Its use can be found across many geographies, within all sectors, in small and large organisations. The data-driven cultures created in these organisations are much more pervasive than those who simply embrace the marketing term ‘data science’, which seems to be focused exclusively on self-aggrandisement and data wrangling.
In recent times, however, as decision science has become much more mature and widely adopted, we find that it has run headlong into the buzz saw of politics where data, facts, evidence and ultimately the truth are bent, twisted and broken to fit the needs of ideologies, platforms and agendas with respect to achieving outcomes that are counter-factual.
One only needs to examine the three most recent elections and referendums in the UK, as well as the current US election campaign and the current Brexit negotiations (or the EU Phony War, if you rather) to appreciate just how much of a ‘post-truth world’ we have now entered.
In such a world, not only are stated facts meaningless, i.e. lacking in veracity, but the pursuit of the truth has become derided by many. The arc of this effect has reached the point where the majority of the electorate are now demanding that they be lied to by its figureheads so as to constantly reinforce its own particular ideology in spite of the reality around it.
Threat to democracy
This is a clear threat to every democracy around the world, where an informed electorate is required to provide checks and balances to government overreach, and hold them to account with respect to delivering the services and protections that society demands.
For someone who has just arrived on Earth and is observing this effect firsthand, they might ask: are there any real differences between so-called democracies and authoritarian regimes? These effects are no less profound in the commercial and non-profit sectors, where we constantly see dubious data, questionable facts and outright lies proffered by executives, spokespeople and PR hacks.
First and foremost, wherever your role lies in the data, information and analytics supply chain, you cannot abandon your mission to deliver the highest-quality information and insights in support of decision-making at every level.
You must ensure that strong and independent data governance and data ethics bodies are in place and their guidance is employed by all practitioners and consumers of these deliverables, and that regardless of the outcome, the facts stand on their own merits (subject to peer review and A/B testing, etc). Only by creating (if not already established) a bedrock data foundation for decision-making – built on transparency, veracity, lineage, proven rigours and pristine quality –can a platform for the ‘truth’ be achieved and maintained.
It is critical that as the post-truth paradigm plays itself out, this foundation for the truth be maintained and protected at all costs.
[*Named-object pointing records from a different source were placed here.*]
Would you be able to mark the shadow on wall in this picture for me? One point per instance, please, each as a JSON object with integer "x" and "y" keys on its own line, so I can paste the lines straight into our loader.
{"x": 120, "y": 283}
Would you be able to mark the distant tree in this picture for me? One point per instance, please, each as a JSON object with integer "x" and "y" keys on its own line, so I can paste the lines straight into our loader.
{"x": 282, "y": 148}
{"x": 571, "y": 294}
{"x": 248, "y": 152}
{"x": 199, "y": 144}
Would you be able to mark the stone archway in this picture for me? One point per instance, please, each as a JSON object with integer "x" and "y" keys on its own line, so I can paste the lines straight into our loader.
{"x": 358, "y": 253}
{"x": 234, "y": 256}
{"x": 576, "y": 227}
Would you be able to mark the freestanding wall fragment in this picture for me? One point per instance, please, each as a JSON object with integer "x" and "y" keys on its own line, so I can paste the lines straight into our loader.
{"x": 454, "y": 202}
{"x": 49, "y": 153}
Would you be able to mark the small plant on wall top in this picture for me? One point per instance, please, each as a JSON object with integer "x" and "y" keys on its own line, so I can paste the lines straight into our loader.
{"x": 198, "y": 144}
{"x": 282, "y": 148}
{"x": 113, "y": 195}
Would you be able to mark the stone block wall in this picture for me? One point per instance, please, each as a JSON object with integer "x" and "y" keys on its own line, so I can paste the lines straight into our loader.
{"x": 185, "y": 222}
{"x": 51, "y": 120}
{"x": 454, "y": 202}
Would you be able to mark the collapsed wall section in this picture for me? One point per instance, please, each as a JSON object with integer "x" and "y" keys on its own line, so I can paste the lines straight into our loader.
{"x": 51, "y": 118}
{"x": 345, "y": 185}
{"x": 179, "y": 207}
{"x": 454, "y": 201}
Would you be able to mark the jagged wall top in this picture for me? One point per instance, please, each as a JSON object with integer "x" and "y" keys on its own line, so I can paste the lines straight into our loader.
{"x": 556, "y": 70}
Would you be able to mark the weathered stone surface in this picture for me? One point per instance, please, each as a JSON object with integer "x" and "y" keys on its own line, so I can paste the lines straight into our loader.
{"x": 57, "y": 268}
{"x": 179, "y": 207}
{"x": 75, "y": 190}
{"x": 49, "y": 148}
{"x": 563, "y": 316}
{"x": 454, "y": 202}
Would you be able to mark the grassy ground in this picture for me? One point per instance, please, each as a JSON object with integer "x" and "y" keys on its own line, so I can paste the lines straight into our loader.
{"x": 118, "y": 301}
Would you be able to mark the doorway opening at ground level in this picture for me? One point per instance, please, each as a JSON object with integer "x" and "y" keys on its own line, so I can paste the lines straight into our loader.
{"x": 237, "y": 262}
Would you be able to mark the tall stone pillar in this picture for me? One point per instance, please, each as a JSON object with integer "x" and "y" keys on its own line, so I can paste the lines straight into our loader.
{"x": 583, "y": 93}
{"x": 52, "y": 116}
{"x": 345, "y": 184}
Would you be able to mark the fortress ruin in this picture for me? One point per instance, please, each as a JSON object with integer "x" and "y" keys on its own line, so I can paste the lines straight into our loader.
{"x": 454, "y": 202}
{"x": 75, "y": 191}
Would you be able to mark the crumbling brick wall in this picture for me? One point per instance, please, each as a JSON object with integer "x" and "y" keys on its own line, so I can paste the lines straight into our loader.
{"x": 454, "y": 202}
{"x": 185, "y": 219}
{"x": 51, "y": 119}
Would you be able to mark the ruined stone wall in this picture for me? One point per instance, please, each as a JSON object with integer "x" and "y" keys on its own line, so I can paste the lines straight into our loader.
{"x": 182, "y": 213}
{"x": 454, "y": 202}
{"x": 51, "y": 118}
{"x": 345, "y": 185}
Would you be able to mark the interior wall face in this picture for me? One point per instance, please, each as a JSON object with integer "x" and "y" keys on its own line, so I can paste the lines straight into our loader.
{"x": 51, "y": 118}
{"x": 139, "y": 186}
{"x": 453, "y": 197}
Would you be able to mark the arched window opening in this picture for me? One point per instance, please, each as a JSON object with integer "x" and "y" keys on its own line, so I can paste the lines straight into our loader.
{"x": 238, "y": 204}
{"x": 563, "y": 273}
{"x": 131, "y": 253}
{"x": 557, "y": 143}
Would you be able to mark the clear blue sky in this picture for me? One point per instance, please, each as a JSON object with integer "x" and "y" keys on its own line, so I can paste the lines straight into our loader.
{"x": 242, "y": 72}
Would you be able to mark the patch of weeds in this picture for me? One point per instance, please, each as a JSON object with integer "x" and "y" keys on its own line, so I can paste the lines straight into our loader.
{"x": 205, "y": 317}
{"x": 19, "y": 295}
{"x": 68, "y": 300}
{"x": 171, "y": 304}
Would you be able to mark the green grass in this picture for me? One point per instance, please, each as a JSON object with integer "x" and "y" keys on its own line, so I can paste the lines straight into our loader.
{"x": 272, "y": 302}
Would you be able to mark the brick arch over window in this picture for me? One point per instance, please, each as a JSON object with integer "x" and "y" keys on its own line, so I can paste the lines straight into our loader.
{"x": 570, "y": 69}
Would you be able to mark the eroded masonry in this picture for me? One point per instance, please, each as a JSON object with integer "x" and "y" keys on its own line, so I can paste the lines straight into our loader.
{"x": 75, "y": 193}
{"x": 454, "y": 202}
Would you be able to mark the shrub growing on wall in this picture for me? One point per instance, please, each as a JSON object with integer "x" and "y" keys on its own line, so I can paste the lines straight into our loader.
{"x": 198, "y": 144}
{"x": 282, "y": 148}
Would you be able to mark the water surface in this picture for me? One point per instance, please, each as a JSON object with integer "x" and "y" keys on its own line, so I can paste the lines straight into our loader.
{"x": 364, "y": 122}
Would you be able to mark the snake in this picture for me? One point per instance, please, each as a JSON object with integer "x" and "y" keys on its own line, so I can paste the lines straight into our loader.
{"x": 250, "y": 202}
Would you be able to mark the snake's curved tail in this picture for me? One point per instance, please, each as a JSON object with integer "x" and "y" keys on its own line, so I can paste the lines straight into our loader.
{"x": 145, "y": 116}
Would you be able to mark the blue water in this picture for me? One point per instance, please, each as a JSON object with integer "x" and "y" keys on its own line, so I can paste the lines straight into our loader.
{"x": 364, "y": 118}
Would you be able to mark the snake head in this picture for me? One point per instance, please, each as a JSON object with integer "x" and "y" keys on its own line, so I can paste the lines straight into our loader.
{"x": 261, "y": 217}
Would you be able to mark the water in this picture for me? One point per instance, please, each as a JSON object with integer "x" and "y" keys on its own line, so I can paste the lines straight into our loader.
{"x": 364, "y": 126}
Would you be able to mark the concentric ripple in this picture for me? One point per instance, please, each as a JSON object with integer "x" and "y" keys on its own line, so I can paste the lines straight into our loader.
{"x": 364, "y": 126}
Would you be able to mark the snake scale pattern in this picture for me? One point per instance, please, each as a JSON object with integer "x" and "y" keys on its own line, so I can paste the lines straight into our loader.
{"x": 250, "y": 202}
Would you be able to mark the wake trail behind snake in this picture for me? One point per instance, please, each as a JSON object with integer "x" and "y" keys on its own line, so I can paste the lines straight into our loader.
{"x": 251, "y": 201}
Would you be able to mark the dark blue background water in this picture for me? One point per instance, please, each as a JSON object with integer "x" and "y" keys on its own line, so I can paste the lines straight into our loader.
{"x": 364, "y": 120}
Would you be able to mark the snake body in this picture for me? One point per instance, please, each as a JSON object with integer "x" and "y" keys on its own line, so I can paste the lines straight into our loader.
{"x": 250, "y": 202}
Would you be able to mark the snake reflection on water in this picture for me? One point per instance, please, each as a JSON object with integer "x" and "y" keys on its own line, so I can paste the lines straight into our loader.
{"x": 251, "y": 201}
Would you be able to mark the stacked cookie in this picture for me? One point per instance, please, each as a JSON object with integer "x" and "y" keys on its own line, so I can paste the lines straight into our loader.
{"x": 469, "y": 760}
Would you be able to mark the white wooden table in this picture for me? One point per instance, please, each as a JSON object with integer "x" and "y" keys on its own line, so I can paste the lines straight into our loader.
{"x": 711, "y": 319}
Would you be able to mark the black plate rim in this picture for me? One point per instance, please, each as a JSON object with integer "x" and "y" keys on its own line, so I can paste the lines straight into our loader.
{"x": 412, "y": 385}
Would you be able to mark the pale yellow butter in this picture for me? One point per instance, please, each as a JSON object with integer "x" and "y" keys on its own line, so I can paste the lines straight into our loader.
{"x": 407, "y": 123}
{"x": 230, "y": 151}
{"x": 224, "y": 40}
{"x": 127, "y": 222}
The old adage that ‘the first casualty of war is the truth’ applies to everything in the decision-making supply chain, and those who support it and rely on it must be ever-vigilant in order to protect its transparency.
Each of us will be challenged to maintain our individual and collective sanity as this post-truth era plays itself out. We may sound more barking mad at times than those who embrace the lies and deception, but this will pass as well. One day, when the ‘light of truth’ returns, we will be rewarded for being its stewards, but until then we must keep buggering on (KBO, as Winston used to say).